A self-hosted, on-premises AI workspace for our policy consultancy. Local LLMs, local document ingestion, and effectively airgapped - so confidential client work never leaves the building.
The problem
For a policy-writing business, document security is non-negotiable - we simply cannot feed sensitive client material into public cloud models. Off-the-shelf AI tools either send everything to a US-hosted API, or come with enterprise pricing and lock-in. We wanted the productivity of modern AI without any of the data-sovereignty trade-offs.
Our approach
We built a fully self-hosted AI interface that runs on local hardware. Models are served by Ollama and can be swapped at will. A Python ingestion pipeline handles documents, images (OCR) and audio (transcription), embedding everything into a local vector database for high-speed semantic retrieval. A custom Node.js front-end ties it together with a clean tabbed interface (Chat, Compliance, Knowledge, Compare, Transcribe, Agent), exposed remotely via a Cloudflare tunnel with role-based access. Aside from a single optional web-query agent that fetches the latest compliance information, no data ever leaves the premises.
What it does
Local LLM inference
Ollama runs models on our own hardware. Swap between models per task - small and fast, or large and capable.
Multi-modal ingestion
Python RAG pipeline ingests documents, images (with OCR) and audio (with transcription) into a unified searchable corpus.
Vector search at speed
Local vector database for semantic search and retrieval - find the right passage in a 5,000-page document set in milliseconds.
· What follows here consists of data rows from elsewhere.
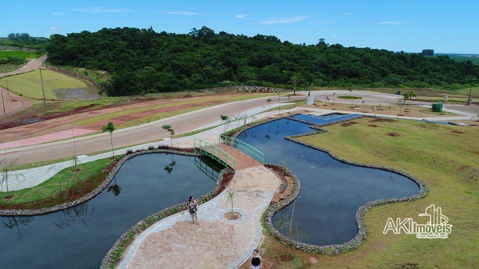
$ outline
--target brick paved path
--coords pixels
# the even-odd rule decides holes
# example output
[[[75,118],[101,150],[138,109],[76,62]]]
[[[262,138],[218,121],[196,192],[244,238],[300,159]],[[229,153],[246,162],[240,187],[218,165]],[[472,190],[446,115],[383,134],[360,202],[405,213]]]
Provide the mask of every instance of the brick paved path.
[[[258,183],[260,182],[260,183]],[[231,210],[228,189],[201,205],[201,225],[191,224],[186,212],[155,224],[131,245],[120,268],[237,268],[250,256],[261,237],[260,218],[280,184],[264,166],[238,171],[234,210],[236,221],[224,218]]]

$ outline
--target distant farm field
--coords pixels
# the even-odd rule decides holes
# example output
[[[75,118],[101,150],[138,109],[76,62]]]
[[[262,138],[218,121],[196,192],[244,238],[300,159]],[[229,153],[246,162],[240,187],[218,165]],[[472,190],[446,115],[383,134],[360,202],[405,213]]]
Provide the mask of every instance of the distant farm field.
[[[8,57],[19,57],[25,59],[33,59],[38,58],[36,53],[28,51],[18,51],[16,50],[0,50],[0,58],[7,58]]]
[[[435,55],[434,56],[428,56],[428,57],[433,57],[436,58],[438,56],[440,56],[440,55]],[[448,55],[448,56],[449,56],[449,58],[451,60],[454,60],[456,62],[459,62],[460,63],[462,62],[464,62],[464,61],[467,61],[468,60],[469,60],[472,61],[473,63],[474,64],[479,64],[479,58],[473,58],[472,57],[463,56],[461,55]]]
[[[60,73],[47,69],[42,70],[45,96],[47,99],[55,99],[57,97],[53,90],[56,89],[78,89],[87,88],[83,81]],[[40,84],[40,71],[32,72],[15,75],[0,79],[0,86],[6,88],[7,80],[8,88],[11,91],[26,97],[43,98]]]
Autonomous compliance agent
Agent tab can check the date, search the compliance corpus, and reason across internal policies vs current regulation - autonomously, with sources cited.
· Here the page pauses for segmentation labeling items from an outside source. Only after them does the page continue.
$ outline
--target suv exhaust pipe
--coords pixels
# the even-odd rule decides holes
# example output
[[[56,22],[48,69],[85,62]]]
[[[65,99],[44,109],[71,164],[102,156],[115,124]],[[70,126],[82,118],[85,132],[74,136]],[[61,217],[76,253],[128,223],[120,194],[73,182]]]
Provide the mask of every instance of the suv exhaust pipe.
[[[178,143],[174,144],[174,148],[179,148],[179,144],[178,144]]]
Remote access without exposure
Cloudflare tunnel for secure remote access. Role-based access control for admin and standard users.
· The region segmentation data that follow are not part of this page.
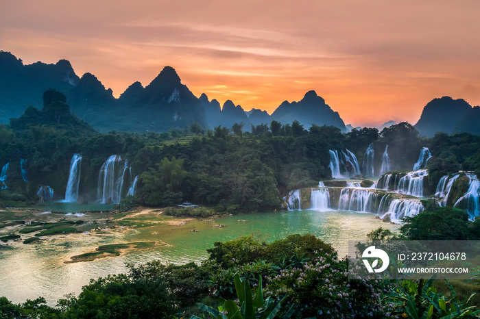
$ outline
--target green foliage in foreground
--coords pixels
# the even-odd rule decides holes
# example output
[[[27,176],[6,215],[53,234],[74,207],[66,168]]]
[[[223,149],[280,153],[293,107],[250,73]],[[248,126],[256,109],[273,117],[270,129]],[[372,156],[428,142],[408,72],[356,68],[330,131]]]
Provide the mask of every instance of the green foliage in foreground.
[[[278,301],[272,296],[267,298],[266,300],[264,299],[261,277],[259,279],[256,292],[253,296],[250,282],[248,280],[241,280],[238,274],[235,274],[234,280],[235,281],[235,291],[239,300],[238,306],[232,300],[226,301],[219,298],[219,301],[222,303],[222,305],[218,307],[218,310],[201,303],[198,304],[200,309],[206,311],[211,317],[217,319],[272,319],[275,318],[280,311],[282,305],[287,298],[287,296],[284,296],[280,297]],[[295,311],[292,305],[287,314],[283,316],[284,319],[288,319],[293,314]],[[192,316],[191,319],[200,319],[200,317]]]
[[[432,281],[349,281],[348,261],[311,235],[269,244],[245,236],[208,253],[201,265],[129,265],[128,273],[91,280],[55,307],[41,298],[21,305],[1,298],[0,318],[480,318],[473,298],[461,301],[448,281],[447,297]]]
[[[455,300],[455,290],[448,280],[446,282],[453,296],[451,299],[446,298],[444,294],[437,292],[432,285],[433,279],[433,277],[428,281],[403,281],[396,290],[386,298],[386,301],[392,303],[396,315],[404,318],[453,319],[475,318],[480,315],[477,307],[468,305],[475,294],[470,296],[465,305],[459,304]]]
[[[413,240],[480,240],[480,218],[468,221],[466,212],[451,207],[428,206],[422,213],[404,218],[400,233]]]
[[[164,212],[175,217],[209,217],[217,214],[215,211],[206,207],[167,207]]]

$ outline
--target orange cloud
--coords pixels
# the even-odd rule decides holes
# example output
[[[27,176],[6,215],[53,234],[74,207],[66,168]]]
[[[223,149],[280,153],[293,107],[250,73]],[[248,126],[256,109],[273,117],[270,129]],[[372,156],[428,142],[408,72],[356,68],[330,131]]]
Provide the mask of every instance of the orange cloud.
[[[346,123],[416,122],[444,95],[480,104],[476,0],[19,0],[0,49],[25,63],[69,60],[119,96],[165,65],[197,96],[272,113],[315,90]]]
Versioned, automated backups
Automated ops handle granular, versioned backups so the knowledge base is always recoverable.
Tech stack
Outcomes
- →Zero client data sent to public cloud LLMs
- →Effectively airgapped - only an optional web-query agent reaches outside
- →Replaces multiple paid AI tools with a single self-owned platform
- →Demonstrates that data-sovereign AI is realistic for SMEs in 2026
Who this is for
Law firms, policy consultancies, healthcare providers, advisory businesses and anyone for whom "don't send our documents to OpenAI" is a hard requirement.